大概是刚刚吃过土豆浓汤的缘故,兰笙现在浑身散发着一股奶气,凑近过来,奶香气更是浓郁。
谢逢歌侧眸看了眼,只觉得皮肤细腻雪白,仿佛一团要化掉的土豆泥冰淇凌。
只有脸上是红的,像抹了一层浅浅的草莓酱。
压下来的人还不安分,愣在怀里两秒后,就挣扎着想要赶紧起来,结果刚一松开谢逢歌双臂想要支起身来——
谢逢歌笑着抬手,腕部发力向下。
兰笙:“!”
谢逢歌半支起身子,见兰笙一副脸红耳热的模样,又是忍不住逗他:“你脸红什么?”
刚刚才被狠狠一拽的兰笙:……
盯着谢逢歌看了两秒,浑身奶香气的青年人磨了磨牙,控诉:“什么脸红?你拽我都弄疼我了!是你先拽我我才压倒你的,你可别想赖我。”

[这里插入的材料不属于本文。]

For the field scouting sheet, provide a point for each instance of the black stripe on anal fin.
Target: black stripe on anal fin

兰笙骂骂咧咧的端正坐好,一边整理刚刚弄得凌乱的睡衣,一边又忍不住偷偷瞟两眼谢逢歌。
可恶的谢逢歌,刚刚那是什么语气??
还逗人?
是调戏吧??那么大力气拽回去,绝对算得上是调戏吧???
兰笙一想就被气得不行,以前都是他调戏别人,把别人逗得面红耳赤,怎么到了谢逢歌这里,回回都是他处下风?
这不行!
兰笙决定自己一定要在谢逢歌这里讨回赢头,才不能像个黄毛小子一样,被逗一下就不行了。
于是他憋了两秒,口中愤愤挤出两个字:“变……态!”
谢逢歌闻言一顿,忽地,喉咙里溢出一丝低低的浅笑。
这下又把兰笙气得磨牙了。
可恶的谢逢歌!居然还敢嘲笑他!!
兰笙扭过头“哼”了声,演道:“别以为我不知道你在想什么,不就是和路时遥那个大变态一样,喜欢我想和我贴贴做天下第一好吗?”
谢逢歌一默,两秒后笑道:“嗯,差不多。”
兰笙抱臂:“呵,男人,我看你是在玩火,想求本副导演给你主角的戏份,好啊,你求求我我就给你。”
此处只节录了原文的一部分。